Sophia de Mello Breyner: O centenário da poetisa situada para lá do tempo

No início das celebrações dos 100 anos de Sophia de Mello Breyner, amigos, familiares e admiradores evocam a figura única e especial de uma "autêntica princesa da literatura".

Tantos anos depois, Maria Teresa Horta ainda se lembra do impacto que Sophia de Mello Breyner teve em si no momento em que a conheceu. "Quando cheguei à escrita, ela abriu-me os braços de uma forma espantosa", relembra a poetisa, ainda hoje impressionada com "a finura da escrita e a sensibilidade espantosa de uma autêntica princesa da literatura".

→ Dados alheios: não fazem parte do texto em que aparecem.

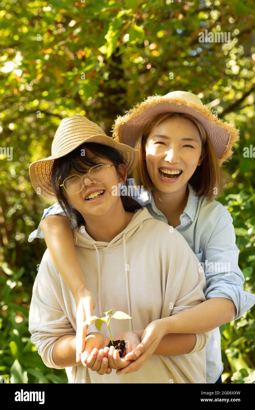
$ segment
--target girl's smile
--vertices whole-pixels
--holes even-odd
[[[158,169],[158,173],[161,180],[167,184],[174,184],[180,179],[183,175],[183,171],[179,168],[169,168],[160,167]]]
[[[105,198],[106,195],[105,189],[95,190],[93,193],[86,195],[85,200],[87,202],[95,202],[103,198]]]
[[[201,163],[201,147],[199,130],[188,119],[170,117],[152,130],[146,142],[144,159],[156,190],[165,193],[185,191]]]

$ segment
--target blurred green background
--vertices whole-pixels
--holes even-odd
[[[0,2],[0,378],[67,383],[30,340],[33,283],[46,248],[29,243],[53,203],[32,188],[29,166],[50,155],[61,119],[79,114],[110,135],[117,115],[148,95],[197,94],[240,139],[225,167],[218,200],[231,213],[244,289],[255,291],[255,5],[253,0]],[[199,43],[204,31],[229,32],[229,45]],[[255,151],[255,148],[254,149]],[[253,154],[255,157],[255,152]],[[222,379],[255,383],[255,308],[221,327]]]

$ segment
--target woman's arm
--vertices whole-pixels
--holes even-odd
[[[57,366],[73,367],[81,364],[80,359],[77,362],[75,336],[62,336],[56,341],[52,350],[53,362]]]
[[[136,333],[141,337],[144,330]],[[196,343],[195,335],[166,335],[162,339],[155,354],[174,356],[185,354],[191,351]],[[81,360],[75,360],[75,336],[65,335],[56,341],[52,350],[52,359],[57,366],[73,367],[81,364]]]
[[[62,215],[49,215],[40,226],[54,263],[76,299],[88,289],[77,258],[68,219]]]
[[[95,300],[88,289],[74,248],[68,219],[62,215],[49,215],[40,223],[45,241],[59,272],[76,303],[76,360],[80,361],[85,344],[88,325],[85,321],[94,316]]]
[[[162,319],[160,320],[162,320]],[[140,339],[144,331],[143,329],[142,330],[134,331],[134,333],[136,333]],[[161,339],[153,353],[163,356],[177,356],[185,354],[193,350],[196,341],[195,334],[166,334]]]
[[[230,299],[213,298],[162,320],[166,323],[167,333],[202,333],[234,320],[236,311]]]

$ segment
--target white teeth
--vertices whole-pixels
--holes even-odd
[[[176,175],[176,174],[179,174],[181,172],[181,171],[176,170],[171,171],[170,169],[166,169],[165,168],[160,168],[160,171],[166,174],[171,174],[172,175]]]
[[[92,194],[90,194],[89,195],[86,196],[85,199],[91,199],[92,198],[94,198],[95,196],[97,196],[100,194],[102,194],[104,191],[97,191],[95,192],[93,192]]]

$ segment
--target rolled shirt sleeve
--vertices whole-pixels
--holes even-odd
[[[73,207],[72,205],[71,205],[71,208],[72,210],[73,209]],[[49,207],[49,208],[46,208],[44,210],[43,214],[41,218],[40,223],[45,218],[49,216],[50,215],[63,215],[64,216],[66,216],[65,212],[58,202],[56,202],[53,205],[52,205],[51,206]],[[72,218],[71,219],[70,219],[70,221],[71,228],[72,229],[74,229],[74,228],[77,227],[77,219],[74,214],[72,212]],[[35,238],[41,238],[43,239],[44,237],[43,234],[40,227],[39,224],[37,229],[33,231],[29,235],[28,237],[28,240],[29,242],[32,242]]]
[[[76,332],[60,304],[58,297],[63,296],[59,273],[51,260],[46,249],[33,287],[28,329],[32,335],[31,342],[45,366],[64,369],[53,361],[54,345],[60,337],[67,335],[75,335]]]
[[[233,219],[226,210],[219,219],[205,248],[205,296],[233,301],[239,319],[255,303],[255,295],[244,290],[244,277],[238,266]]]
[[[182,239],[185,240],[182,237]],[[204,293],[205,279],[203,270],[192,251],[188,246],[187,246],[187,243],[185,242],[179,244],[180,248],[182,248],[182,245],[185,255],[188,254],[187,264],[178,297],[170,316],[191,309],[206,300]],[[183,259],[186,257],[183,254]],[[175,269],[176,269],[175,266],[179,266],[179,255],[178,253],[172,258],[170,268],[172,271],[174,271]],[[196,342],[195,346],[187,354],[199,351],[205,347],[212,337],[212,330],[195,334]]]

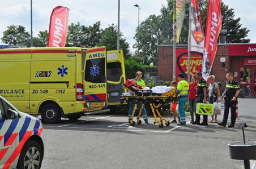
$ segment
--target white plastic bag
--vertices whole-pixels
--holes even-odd
[[[214,114],[220,115],[221,114],[221,105],[220,103],[215,102],[214,103]]]

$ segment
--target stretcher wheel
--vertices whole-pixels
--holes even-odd
[[[164,124],[163,123],[160,123],[158,124],[158,126],[159,126],[160,128],[162,128],[164,126]]]
[[[129,123],[131,125],[131,126],[134,126],[135,123],[133,119],[130,119],[129,121]]]

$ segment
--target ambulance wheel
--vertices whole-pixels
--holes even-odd
[[[170,126],[170,122],[169,122],[169,121],[165,121],[165,125],[166,125],[167,126]]]
[[[77,119],[79,119],[82,117],[81,113],[78,114],[70,114],[67,115],[67,118],[72,121],[76,121]]]
[[[164,126],[164,124],[163,123],[160,123],[158,124],[158,126],[159,126],[160,128],[162,128]]]
[[[129,121],[129,123],[131,125],[131,126],[134,126],[135,123],[133,119],[130,119]]]
[[[59,108],[54,104],[48,104],[42,109],[41,112],[42,121],[45,123],[57,123],[61,118]]]
[[[43,152],[40,145],[34,140],[29,140],[22,148],[17,168],[40,168]]]

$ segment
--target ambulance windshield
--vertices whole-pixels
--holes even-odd
[[[86,64],[85,81],[91,83],[105,83],[105,58],[88,60]]]

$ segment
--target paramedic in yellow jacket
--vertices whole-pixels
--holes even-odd
[[[178,101],[178,112],[181,117],[181,122],[178,126],[186,126],[186,113],[185,111],[185,104],[187,99],[187,92],[189,89],[189,84],[184,80],[184,75],[179,74],[177,75],[179,82],[177,87],[176,92],[180,95]]]
[[[137,72],[136,73],[136,77],[133,79],[134,81],[135,81],[138,85],[140,85],[142,87],[146,87],[146,84],[144,81],[142,79],[142,72]],[[128,117],[129,119],[128,121],[130,121],[130,119],[131,118],[131,115],[133,114],[133,111],[134,108],[134,105],[136,103],[136,99],[134,99],[130,102],[129,103],[129,110],[128,111]],[[139,100],[138,103],[138,109],[139,109],[140,108],[140,106],[142,104],[142,101]],[[145,109],[145,107],[143,106],[143,108],[142,109],[142,117],[143,118],[144,121],[145,121],[145,123],[147,124],[148,123],[148,116],[147,114],[147,111]]]

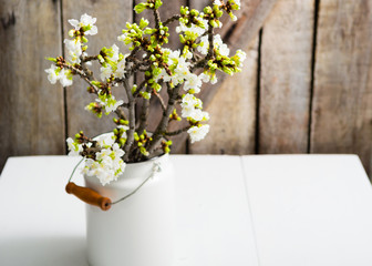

A amizade entre ambas foi instantânea, apesar dos 20 anos de diferença, e seria reforçada com um convívio que passou pelas intermináveis conversas nas praias algarvias, com a poesia a dominar as atenções. "Havia sempre algo de encantatório nela, que dava uma dimensão diferente ao que dizia", relembra Maria Teresa Horta, que acrescenta, todavia, que embora Sophia transmitisse a sensação de que "pairava acima dos demais", não deixava também de "ser uma mulher como todos nós". "Lembro-me de ouvi-la dizer que, no início, até escrevia poemas enquanto fazia bacalhau com batatas. Não poderíamos ouvir o mesmo de Torga ou Mourão-Ferreira, certamente", ironiza.